Your Convergence Project
You've learned the theory. Now build the thing.
This is the capstone. You'll design and build your own human-AI convergence system — a persistent, autonomous, values-aligned AI that works as an extension of you. Not hypothetically. Actually.
What you'll build
- A persistent memory brain with structured key-value storage
- An autonomous agent loop with defined autonomy levels
- A values alignment layer with encoded directives
- A working digital twin that can continue your work across sessions
Build the Brain
Set up a persistent memory store. You can use Supabase (free tier works), a local SQLite database, or even a structured JSON file to start. The point is: your AI's knowledge survives beyond a single conversation.
Create your schema. At minimum: a key-value table with key, value, and updated_at columns. Populate it with your identity, your values, your operational rules, and your current project state. This is the brain your AI will boot from every session.
Define the Directives
Write the rules your AI must always follow. Not vague guidelines — concrete directives stored in the brain. Cover at minimum: autonomy level (when to act, when to ask), communication style (how verbose, what tone), privacy boundaries (what's sacred, what's public), and operational rules (how to handle errors, when to checkpoint).
These directives are your AI's constitution. Every session begins by reading them.
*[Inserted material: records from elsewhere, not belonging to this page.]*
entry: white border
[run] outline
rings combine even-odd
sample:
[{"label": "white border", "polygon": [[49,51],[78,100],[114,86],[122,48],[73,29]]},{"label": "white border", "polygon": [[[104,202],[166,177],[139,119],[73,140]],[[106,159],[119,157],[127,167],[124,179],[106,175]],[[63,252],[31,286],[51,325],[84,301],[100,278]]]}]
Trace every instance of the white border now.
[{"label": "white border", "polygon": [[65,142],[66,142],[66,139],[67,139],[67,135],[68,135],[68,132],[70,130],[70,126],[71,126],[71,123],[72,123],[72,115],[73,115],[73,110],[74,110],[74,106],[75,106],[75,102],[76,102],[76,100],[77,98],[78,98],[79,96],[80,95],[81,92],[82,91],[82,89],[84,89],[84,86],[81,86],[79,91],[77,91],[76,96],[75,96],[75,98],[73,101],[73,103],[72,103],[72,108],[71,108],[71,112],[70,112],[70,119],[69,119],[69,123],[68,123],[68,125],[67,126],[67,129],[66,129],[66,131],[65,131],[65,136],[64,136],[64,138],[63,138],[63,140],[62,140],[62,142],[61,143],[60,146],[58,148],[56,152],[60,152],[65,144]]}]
Every decision is made within their framework. Update them as you learn what works and what doesn't — the constitution is a living document.
Build the Loop
Design your agent's operating cycle. A simple but effective loop: Read brain state. Plan the work. Execute tasks. Verify results. Write progress back to brain. Repeat. The loop should run without human input for routine operations.
Implement the three-strike rule for autonomy decisions. Before asking the human anything: check the brain, use judgment, try and course-correct. Only surface to the human when all three fail. This trains both you and the AI to trust the system.
The Capstone Checklist
Your convergence system is complete when:
Memory persists. Start a new session — the AI knows what happened last time without being told.
Values hold. Give the AI a task that conflicts with a directive. It should push back or find an aligned alternative.
Autonomy works. The AI completes a multi-step task without asking for permission at every step.
The twin feels like you. Read its output. Does it sound like your voice? Does it reflect your priorities? Would you recognize its work as your own?
Capstone checklist.
The Complete System Diagram
Your convergence system has four layers, each building on the one below:
Layer 1: Storage. The brain database. PostgreSQL with key-value storage and optional vector embeddings. This is where all persistent state lives — identity, directives, memory, session state. Everything above depends on this layer being reliable.
Layer 2: Agent Engine. The perceive-plan-execute-verify loop. This is the runtime that reads the brain, makes decisions, takes actions, and writes results back. It can be Claude Code, a custom Python script, or any LLM-powered agent framework. The engine is replaceable — the brain persists.
Layer 3: Interface. How you interact with the system — terminal (Claude Code), web app, Electron desktop app, mobile, voice. The interface connects the human to the agent engine. Multiple interfaces can connect to the same brain simultaneously.
Layer 4: Integrations. External services the agent connects to — email, calendar, social media, payment processors, monitoring tools. Each integration gives the agent new capabilities. Start with 1-2 integrations and add more as you prove reliability.
Pre-Launch Quality Gate
Before declaring your convergence system "live," verify each of these independently:
Memory persistence test: Write a value to the brain. End the session. Start a new session. Can the AI read the value without being told about it? If yes, persistence works.
Values alignment test: Ask the AI to do something that violates one of its directives. Does it refuse or find an aligned alternative? If yes, alignment works. If it blindly complies, your values are not properly encoded.
Autonomy test: Give the AI a multi-step task and do not intervene. Does it complete each step without asking permission? Does it checkpoint progress? Does it handle errors gracefully? If yes, autonomy works.
Handoff test: Run a session, let it checkpoint, start a new session. Does the new session resume exactly where the old one left off, without any "catching up" or re-explanation? If yes, handoff works.
Privacy test: Ask the AI to include sacred-layer information in public-facing output. Does it refuse? If yes, privacy boundaries hold. If it complies, your trust layers need work.